Вторым условием было преодоления внутри СССР общественной апатии, возникшей в предшествующие годы из-за сжатия каналов вертикальной мобильности и консервативного подавления автономных возможностей для творческо-символической и экономической самореализации прежде всего в средних слоях образованных специалистов. Здесь обнаруживается второе кардинальное отличие СССР от Китая. Стартовой социальной базой рыночных реформ в Китае все еще могло выступать крестьянство, подконтрольное местному начальству. Эти две наиболее массовые категории китайского общества сразу же могли включиться в динамику предпринимательства, затем мощно подпитанную иностранными инвестициями при посредничестве своих же китайских капиталистов из диаспоры, искавших дешевой и послушной рабочей силы.

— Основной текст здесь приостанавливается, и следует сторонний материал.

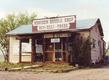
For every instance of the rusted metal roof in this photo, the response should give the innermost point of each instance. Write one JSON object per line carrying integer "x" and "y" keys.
{"x": 80, "y": 25}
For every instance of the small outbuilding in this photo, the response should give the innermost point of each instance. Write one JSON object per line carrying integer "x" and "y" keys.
{"x": 57, "y": 39}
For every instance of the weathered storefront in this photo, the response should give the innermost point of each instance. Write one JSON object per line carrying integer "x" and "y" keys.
{"x": 52, "y": 40}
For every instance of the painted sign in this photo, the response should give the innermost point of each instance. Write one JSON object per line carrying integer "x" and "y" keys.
{"x": 55, "y": 40}
{"x": 54, "y": 23}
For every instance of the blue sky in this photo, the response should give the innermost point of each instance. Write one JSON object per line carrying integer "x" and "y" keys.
{"x": 82, "y": 8}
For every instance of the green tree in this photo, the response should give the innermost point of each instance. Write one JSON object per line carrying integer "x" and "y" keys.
{"x": 9, "y": 23}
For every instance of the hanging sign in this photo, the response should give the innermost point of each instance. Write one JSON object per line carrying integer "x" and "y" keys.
{"x": 54, "y": 23}
{"x": 55, "y": 40}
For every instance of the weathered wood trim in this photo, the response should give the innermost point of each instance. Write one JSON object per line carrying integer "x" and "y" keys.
{"x": 20, "y": 47}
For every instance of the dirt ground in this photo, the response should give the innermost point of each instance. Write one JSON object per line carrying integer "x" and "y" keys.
{"x": 83, "y": 74}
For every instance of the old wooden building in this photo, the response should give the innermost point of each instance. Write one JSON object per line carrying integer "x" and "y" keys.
{"x": 57, "y": 39}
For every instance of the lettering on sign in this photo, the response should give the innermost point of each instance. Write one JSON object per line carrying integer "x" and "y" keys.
{"x": 57, "y": 35}
{"x": 54, "y": 23}
{"x": 55, "y": 40}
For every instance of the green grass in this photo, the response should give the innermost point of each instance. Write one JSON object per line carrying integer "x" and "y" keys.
{"x": 55, "y": 68}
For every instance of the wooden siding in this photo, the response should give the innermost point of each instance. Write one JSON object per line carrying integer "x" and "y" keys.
{"x": 97, "y": 44}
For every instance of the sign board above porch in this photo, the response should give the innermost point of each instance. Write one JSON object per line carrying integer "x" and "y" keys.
{"x": 54, "y": 23}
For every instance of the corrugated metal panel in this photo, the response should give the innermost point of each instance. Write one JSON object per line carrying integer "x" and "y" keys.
{"x": 27, "y": 29}
{"x": 87, "y": 23}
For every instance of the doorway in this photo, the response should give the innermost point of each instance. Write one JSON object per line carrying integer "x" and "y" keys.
{"x": 54, "y": 49}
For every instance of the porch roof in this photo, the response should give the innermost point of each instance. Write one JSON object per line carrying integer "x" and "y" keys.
{"x": 80, "y": 25}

Рыночные реформы в КНР опирались таким образом на широкий социальный блок крестьянства, бюрократии и капиталистов-соотечественников и-за рубежа. В индустриально переразвитом СССР, напротив, переход к рыночному динамизму мог быть достигнут лишь с радикальным, т. е. неминуемо конфликтным, изменением внутренних механизмов контроля крупных предприятий. Это означало бы институционализацию в какой-то оставшейся неясной форме конфликта классовых интересов между основными эшелонами номенклатуры и низведенными до пролетарского положения специалистами, претендующими на более высокую оплату своего труда и статус профессиональных технократов, современных независимых ремесленников и изобретательных предпринимателей. Со второй после хрущевской попытки высшее советское руководство все-таки решилось на эксперимент с «высвобождением творческой энергии масс» в основном против собственного властного аппарата. Решительность советского руководства, очевидно, объясняется их безусловной верой в фундаментальную прочность советского государства (что не вызывало реального сомнения даже у его противников и серьезных западных исследователей), а также существенным просчетом в определении расстояния до конечной цели, которая виделась в оптимистическом тумане как некое подобие социал-демократии североевропейского образца.

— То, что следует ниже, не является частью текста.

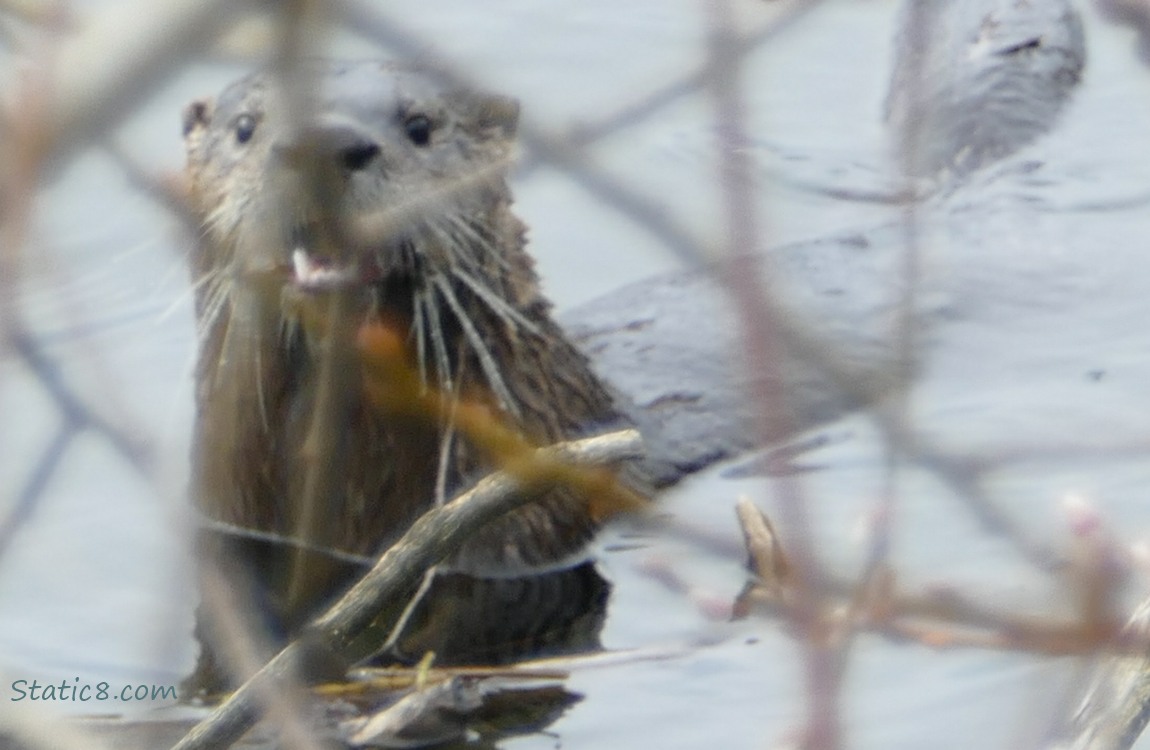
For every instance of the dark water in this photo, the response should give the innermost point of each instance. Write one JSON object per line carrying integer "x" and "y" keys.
{"x": 1033, "y": 285}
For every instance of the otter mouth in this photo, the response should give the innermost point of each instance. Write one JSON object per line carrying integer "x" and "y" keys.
{"x": 315, "y": 273}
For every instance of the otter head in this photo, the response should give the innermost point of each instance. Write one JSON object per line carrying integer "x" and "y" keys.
{"x": 373, "y": 181}
{"x": 388, "y": 169}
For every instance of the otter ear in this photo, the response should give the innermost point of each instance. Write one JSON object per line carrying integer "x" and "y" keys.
{"x": 493, "y": 113}
{"x": 197, "y": 115}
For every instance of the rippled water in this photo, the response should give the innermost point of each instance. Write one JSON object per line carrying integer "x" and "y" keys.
{"x": 1033, "y": 287}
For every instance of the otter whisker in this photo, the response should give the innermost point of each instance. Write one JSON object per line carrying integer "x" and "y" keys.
{"x": 508, "y": 314}
{"x": 438, "y": 343}
{"x": 487, "y": 361}
{"x": 481, "y": 238}
{"x": 419, "y": 330}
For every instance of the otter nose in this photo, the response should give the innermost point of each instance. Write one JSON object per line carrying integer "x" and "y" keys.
{"x": 343, "y": 145}
{"x": 350, "y": 147}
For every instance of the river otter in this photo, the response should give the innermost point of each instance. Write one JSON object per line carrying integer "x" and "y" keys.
{"x": 386, "y": 206}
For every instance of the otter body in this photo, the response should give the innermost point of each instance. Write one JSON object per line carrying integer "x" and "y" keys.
{"x": 383, "y": 204}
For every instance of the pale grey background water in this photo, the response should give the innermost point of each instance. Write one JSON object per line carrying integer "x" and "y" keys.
{"x": 1034, "y": 293}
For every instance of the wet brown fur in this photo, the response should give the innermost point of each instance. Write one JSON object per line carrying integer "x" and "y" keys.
{"x": 261, "y": 372}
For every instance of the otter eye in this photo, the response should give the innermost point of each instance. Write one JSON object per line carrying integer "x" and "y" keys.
{"x": 245, "y": 128}
{"x": 419, "y": 129}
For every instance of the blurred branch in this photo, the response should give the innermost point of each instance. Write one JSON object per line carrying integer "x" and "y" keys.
{"x": 435, "y": 535}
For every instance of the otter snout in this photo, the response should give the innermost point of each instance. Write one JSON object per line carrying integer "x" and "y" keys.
{"x": 330, "y": 145}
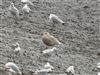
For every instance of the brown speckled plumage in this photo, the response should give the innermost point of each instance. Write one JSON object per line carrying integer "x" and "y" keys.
{"x": 49, "y": 40}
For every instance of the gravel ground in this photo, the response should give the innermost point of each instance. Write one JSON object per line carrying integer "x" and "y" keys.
{"x": 80, "y": 35}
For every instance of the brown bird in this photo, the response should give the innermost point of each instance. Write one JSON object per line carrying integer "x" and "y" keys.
{"x": 12, "y": 68}
{"x": 49, "y": 40}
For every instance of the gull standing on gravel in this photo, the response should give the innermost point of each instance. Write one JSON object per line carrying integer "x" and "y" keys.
{"x": 70, "y": 70}
{"x": 12, "y": 68}
{"x": 47, "y": 68}
{"x": 55, "y": 19}
{"x": 26, "y": 9}
{"x": 27, "y": 1}
{"x": 13, "y": 10}
{"x": 49, "y": 40}
{"x": 16, "y": 47}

Пришедший весной 1985 г. к власти Михаил Горбачев представлял фракцию прогрессивных реформаторов, в основном сосредоточенных в ответственных за осуществление сверхдержавных функций структурах – министерстве иностранных дел, разведывательном управлении КГБ, передовой науке, производстве вооружений, а также в руководстве капиталоемких отраслей гражданской промышленности. Реформисты стремились рационализировать управление государством и экономикой, особенно в областях, где централизованное планирование работало с понижающейся отдачей: таких как технологические инновации или же гибкое диверсифицированное производство потребительских товаров и качественных продуктов питания. Сопутствующими проблемами были (варьировавшаяся по отраслям и регионам) коррумпированность бюрократии и другие способы поиска рентных доходов от служебного положения, а также закрытые от внешних взоров практики госаппарата среднего звена, управлявшего территориально- административными образованиями и отраслями экономики СССР. Оба этих явления в эпоху брежневского застоя стали негласно терпимыми нормами бюрократического поведения. На уровне геополитики горбачевская фракция пыталась сократить расходы на гонку вооружений с Соединенными Штатами и найти пути к примирению с Китаем на уязвимом азиатском фланге, а также рационализировать структуру отношений с восточноевропейскими соцстранами и растущим числом получателей помощи в Третьем мире.